Elapsed: 00:00:00.04
14:56:47 SQL> select count(*) from empty_table where rownum = 1 ;
COUNT(*)
----------
0
Elapsed: 00:00:00.01 - one hundredth of a second.
14:57:12 SQL> select 1 from empty_table where rownum = 1 ;
no rows selected
Elapsed: 00:00:00.00 -- almost negilible
14:57:31 SQL>
The OP is doing this in a PL/SQL environment - the count(*) simplifies coding a bit, which might be worth the odd cs. Otherwise he has to handle exceptions. How much does exception handling cost?
"The power of instruction is seldom of much efficacy except in those happy dispositions where it is almost superfluous" - Gibbon, quoted by R.P.Feynman
Create a function with an explicit cursor. Open the cursor and return one row. Check to see if you got data, if you did return TRUE, otherwise return FALSE. This is a method mentioned by Steven Feuerstein's book PL/SQL Best Practices.
I don't think I'd subscribe to this as "best practice" - it is taking a sledge-hammer to a nut.
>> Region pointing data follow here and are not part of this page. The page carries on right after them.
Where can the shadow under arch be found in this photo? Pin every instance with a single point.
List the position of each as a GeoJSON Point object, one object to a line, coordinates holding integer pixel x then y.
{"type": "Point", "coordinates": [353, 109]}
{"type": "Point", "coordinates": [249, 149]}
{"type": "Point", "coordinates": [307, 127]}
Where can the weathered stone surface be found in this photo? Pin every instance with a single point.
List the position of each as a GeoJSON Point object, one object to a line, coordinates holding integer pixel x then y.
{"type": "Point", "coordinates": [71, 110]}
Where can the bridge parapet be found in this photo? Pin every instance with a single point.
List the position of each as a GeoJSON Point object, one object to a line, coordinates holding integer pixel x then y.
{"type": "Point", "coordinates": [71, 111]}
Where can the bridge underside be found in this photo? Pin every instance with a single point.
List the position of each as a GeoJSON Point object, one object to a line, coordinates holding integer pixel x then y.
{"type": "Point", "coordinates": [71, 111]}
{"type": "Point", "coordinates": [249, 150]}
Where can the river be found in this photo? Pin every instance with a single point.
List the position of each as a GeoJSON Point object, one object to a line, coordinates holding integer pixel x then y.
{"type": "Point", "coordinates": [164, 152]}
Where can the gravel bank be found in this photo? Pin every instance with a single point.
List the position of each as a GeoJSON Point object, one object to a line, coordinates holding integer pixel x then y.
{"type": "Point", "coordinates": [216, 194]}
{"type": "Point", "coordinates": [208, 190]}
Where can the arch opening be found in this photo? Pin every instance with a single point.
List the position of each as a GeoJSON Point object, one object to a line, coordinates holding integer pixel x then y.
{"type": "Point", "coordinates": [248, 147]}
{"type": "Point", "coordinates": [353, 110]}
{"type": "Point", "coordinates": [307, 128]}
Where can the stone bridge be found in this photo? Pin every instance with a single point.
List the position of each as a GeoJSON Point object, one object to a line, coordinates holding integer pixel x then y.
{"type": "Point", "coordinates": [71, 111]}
And Tamil will find it much too slow
"The power of instruction is seldom of much efficacy except in those happy dispositions where it is almost superfluous" - Gibbon, quoted by R.P.Feynman
I don't think I'd subscribe to this as "best practice" - it is taking a sledge-hammer to a nut. And Tamil will find it much too slow
I ran this on a table that has over 5 million rows and could see no difference bewteen the three execution plans. They each ran in about 0 seconds. But I still wasn't convinced, so I ran the above with DBMS_PROFILER, and found out that the explicit cursor is some fraction of a millisecond faster than the select into. Who would have thunk it!!!!
So in some small and inconsequential way, I was right!!!!!!!!!